Based on the readings from the first section of The Great Wilderness Debate, I concluded that wilderness is necessarily uninhabited. I also considered whether or not nature has to be an uninhabited space since the definition of nature is related to definition of wilderness. Cronon’s argument convinced me that the line between the natural and unnatural worlds is not as distinct as I thought. Ian appropriately characterizes this blurry line by saying that Cronon “perceive[s] cities as the next evolution of a natural ecosystem.” I agree with Ian’s assessment of Cronon’s argument, but I have a visceral reaction to it–how can the big, scary, immoral city be an extension of the “first nature” world?

I think this is difficult for me to accept because I just finished reading Wendell Berry’s novel Hannah Coulter. The narrator, Hannah, describes her life as a farmer in rural Kentucky. Then, Hannah  mourns for the loss of her way of life because her three children grew up, went away to college, and never returned to their hometown. This novel made me want to move back to northcentral Pennsylvania (where I grew up) and become a farmer, because the narrator is obsessed with belonging to a place. Despite my gut reaction that this can only happen in the country, maybe a person can truly belong to a city, too.
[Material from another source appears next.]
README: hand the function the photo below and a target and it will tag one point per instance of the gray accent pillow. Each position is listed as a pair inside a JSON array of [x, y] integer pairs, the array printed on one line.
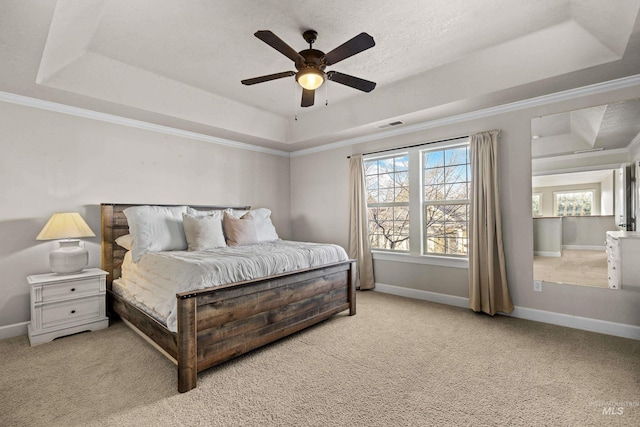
[[239, 231], [203, 232]]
Cronon importantly brings time into the equation of Chicago’s history. “Before the city, there was the land,” Cronon writes (23). Using von Thünen’s Isolated State theory to help explain the continuity between urban and rural areas, Cronon explains the limitations of the theory: von Thünen “made no effort to place his city-country system in time. The lone city in the midst of the featureless plain had no history, and so poses real problems when one tries to apply it to the extremely dynamic processes that reshaped city and country in the nineteenth-century West” (52). I appreciate Cronon’s critique. Cronon helpfully places Chicago’s (and its hinterland’s) emergence squarely in time, allowing the reader to understand “the city’s place in nature” (8).